Omar Abdullah says that Article 370 is the link that binds the state of Jammu and Kashmir to India

The leader of Indian-administered Kashmir has denied making any threats to secede from India after a recent row over the state's special status.

The row erupted after a minister in the new government of PM Narendra Modi said there was a need to rethink Article 370 of the Indian constitution.

But Chief Minister Omar Abdullah told BBC Hindi that Article 370 was the only link Kashmir had with India.

The law gives Kashmiris the right to decide which Indian laws apply to them.

The special provision, included in the Indian constitution after the accession of Jammu and Kashmir to India in October 1947 when the British left, also allows the state government to make its own laws and have its own separate constitution.

"Who am I to make a threat? I am only warning those people who are seeking to play with the provision of the constitution without understanding it fully," Mr Abdullah told BBC Hindi at his sprawling official residence in Jammu, the state's winter capital.

"What is the other link [except Article 370] between Jammu-Kashmir and India?" he asked.
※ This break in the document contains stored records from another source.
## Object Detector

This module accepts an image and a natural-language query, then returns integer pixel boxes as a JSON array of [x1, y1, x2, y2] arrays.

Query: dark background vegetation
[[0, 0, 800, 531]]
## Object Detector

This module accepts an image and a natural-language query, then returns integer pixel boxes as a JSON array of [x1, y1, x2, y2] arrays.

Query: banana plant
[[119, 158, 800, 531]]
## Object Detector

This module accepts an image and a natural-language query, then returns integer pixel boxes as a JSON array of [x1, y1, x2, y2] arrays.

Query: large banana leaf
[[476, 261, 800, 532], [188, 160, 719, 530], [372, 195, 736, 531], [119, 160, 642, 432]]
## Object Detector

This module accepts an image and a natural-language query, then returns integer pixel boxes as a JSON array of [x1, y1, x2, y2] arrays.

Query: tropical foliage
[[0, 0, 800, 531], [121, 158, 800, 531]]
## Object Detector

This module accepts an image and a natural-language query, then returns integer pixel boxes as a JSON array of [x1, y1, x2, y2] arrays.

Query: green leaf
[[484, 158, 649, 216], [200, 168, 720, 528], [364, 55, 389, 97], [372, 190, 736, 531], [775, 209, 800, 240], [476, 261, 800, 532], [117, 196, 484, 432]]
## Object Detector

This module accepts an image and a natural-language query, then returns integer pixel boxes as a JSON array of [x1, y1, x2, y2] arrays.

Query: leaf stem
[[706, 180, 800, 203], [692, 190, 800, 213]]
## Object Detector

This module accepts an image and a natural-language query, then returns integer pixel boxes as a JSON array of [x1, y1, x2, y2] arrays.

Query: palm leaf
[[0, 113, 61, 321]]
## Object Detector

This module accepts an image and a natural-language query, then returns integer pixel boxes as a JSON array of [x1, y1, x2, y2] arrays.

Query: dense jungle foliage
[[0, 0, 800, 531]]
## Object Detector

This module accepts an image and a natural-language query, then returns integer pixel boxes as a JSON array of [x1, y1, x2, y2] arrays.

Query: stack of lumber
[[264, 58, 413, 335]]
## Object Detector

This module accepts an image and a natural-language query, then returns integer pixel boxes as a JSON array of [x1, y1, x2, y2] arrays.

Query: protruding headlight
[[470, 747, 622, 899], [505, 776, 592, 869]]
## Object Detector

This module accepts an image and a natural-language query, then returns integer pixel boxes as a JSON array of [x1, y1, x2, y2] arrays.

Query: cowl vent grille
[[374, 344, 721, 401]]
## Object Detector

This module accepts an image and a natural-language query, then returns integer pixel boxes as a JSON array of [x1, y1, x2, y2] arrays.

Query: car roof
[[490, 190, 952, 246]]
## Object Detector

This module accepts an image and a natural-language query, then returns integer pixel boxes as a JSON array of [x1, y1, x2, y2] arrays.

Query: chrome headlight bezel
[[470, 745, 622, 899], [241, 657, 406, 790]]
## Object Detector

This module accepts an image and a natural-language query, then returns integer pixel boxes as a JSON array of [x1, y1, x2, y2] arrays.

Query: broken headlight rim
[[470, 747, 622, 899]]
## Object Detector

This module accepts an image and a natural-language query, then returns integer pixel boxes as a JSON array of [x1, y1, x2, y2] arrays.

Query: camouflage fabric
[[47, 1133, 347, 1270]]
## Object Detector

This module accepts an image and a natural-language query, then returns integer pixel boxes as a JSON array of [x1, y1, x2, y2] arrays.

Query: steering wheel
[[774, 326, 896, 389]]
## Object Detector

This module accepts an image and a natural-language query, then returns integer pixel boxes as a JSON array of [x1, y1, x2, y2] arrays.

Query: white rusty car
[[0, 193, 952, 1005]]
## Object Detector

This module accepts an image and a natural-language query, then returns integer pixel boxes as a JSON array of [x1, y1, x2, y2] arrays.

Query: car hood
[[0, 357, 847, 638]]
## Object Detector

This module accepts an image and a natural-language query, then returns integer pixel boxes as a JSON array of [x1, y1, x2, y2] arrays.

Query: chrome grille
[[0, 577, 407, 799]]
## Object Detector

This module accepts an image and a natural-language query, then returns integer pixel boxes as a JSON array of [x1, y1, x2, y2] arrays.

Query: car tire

The controversy erupted last week after a junior minister in the prime minister's office, Jitendra Singh, said "the consultation process had begun to repeal Article 370".

Mr Abdullah reacted sharply and tweeted: "Mark my words and save this tweet - long after Modi government is a distant memory, either Jammu and Kashmir won't be part of India or Article 370 will still exist."

Image source, AFP
Image caption,
Kashmir is India's only Muslim majority state

His comment prompted some to say that Mr Abdullah was threatening to secede from India.

Repealing Article 370 has been one of the core demands of the Bharatiya Janata Party (BJP), which won a massive mandate in the recent parliamentary elections, and its ideological fountainhead, the Hindu nationalist Rashtriya Swayamsevak Sangh (RSS).

The region is often described as a nuclear flashpoint between India and Pakistan and separatist organisations have been demanding independence for the Muslim majority Kashmir Valley from India.

India accuses Pakistan of waging a proxy war through Islamist militants in Kashmir in which tens of thousands have died since the late 1980s.

There is a growing apprehension in the Indian government that violence in the valley might escalate after Nato combat forces withdraw from Afghanistan by the end of 2014, allowing the Taliban and other Islamists to shift their focus to Kashmir.

Syed Salahuddin, chairman of the United Jihad Council - an umbrella body of different militant organisations - has already warned that Indian targets in Kashmir could be attacked after international forces withdraw from Afghanistan.

But Mr Abdullah is sceptical about the claim that Nato's presence in Afghanistan has helped contain violence in the valley.

"The presence of Nato forces in Afghanistan may have contributed [to a decrease in the violence in Kashmir] but it's not the overriding factor. The withdrawal of Nato forces will not also lead to reversal of the situation to the early 1990s when militancy was at its peak," Mr Abdullah said.